The Deficit View and Its Critics


  • Janette Dinishak University of California, Santa Cruz



autism, deficit view, neurodiversity, pathologization


This paper investigates what it is to understand human differences in terms of deficits and examines criticisms of this approach. In the past few decades, across many fields of inquiry and outside the academy there has been a surge of interest in critiquing "the deficit view" of all manner of group differences and deviations from the norm.  But what exactly is meant by "deficit view" and related terms when they figure in accounts of human differences?  Do critics of the deficit view claim that they are never appropriate or that particular applications of the approach are inappropriate?  The aim of this paper is twofold: to identify and articulate some of the conceptual issues at the heart of debates about deficit approaches and to examine how these issues matter. Autism is my focus case.

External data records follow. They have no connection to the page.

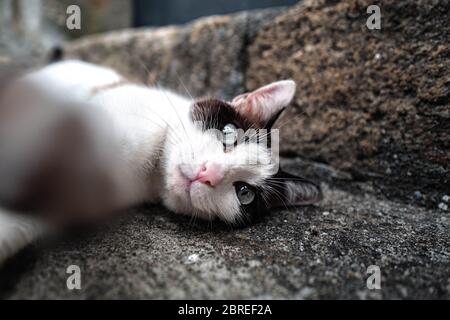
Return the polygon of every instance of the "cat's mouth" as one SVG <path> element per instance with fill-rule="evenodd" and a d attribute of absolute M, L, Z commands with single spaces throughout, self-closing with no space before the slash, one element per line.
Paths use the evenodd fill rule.
<path fill-rule="evenodd" d="M 191 189 L 192 186 L 196 183 L 199 183 L 196 181 L 196 179 L 192 179 L 191 177 L 186 176 L 186 174 L 183 173 L 180 168 L 177 168 L 177 182 L 176 184 L 179 186 L 180 189 L 182 189 L 186 196 L 191 197 Z"/>
<path fill-rule="evenodd" d="M 183 195 L 185 200 L 192 205 L 193 197 L 198 197 L 199 194 L 203 194 L 203 186 L 206 185 L 192 175 L 187 176 L 185 173 L 183 173 L 183 170 L 180 170 L 179 168 L 176 175 L 176 184 L 178 186 L 178 191 Z"/>

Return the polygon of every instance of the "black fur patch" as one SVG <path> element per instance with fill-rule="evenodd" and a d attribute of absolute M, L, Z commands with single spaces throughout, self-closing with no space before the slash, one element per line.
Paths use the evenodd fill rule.
<path fill-rule="evenodd" d="M 251 128 L 256 129 L 250 121 L 237 113 L 230 104 L 218 99 L 197 101 L 191 109 L 191 118 L 192 121 L 201 122 L 204 130 L 222 130 L 228 123 L 232 123 L 244 131 Z"/>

As we will see, many critiques of the deficit view of autism tend to characterize what is problematic about taking a deficit view in terms of the personal and social harm that deficit views can or do effect.  One important upshot of my discussion, I argue, is that there is another kind of drawback to deficit thinking that is independent of the deficit view's potential negative personal and social consequences, a drawback that deserves serious consideration and sustained critical attention: in some instances, at least, deficit views impede scientific and philosophical progress in our understanding of the phenomena themselves.  Thus, articulating and assessing deficit approaches is of practical and theoretical importance.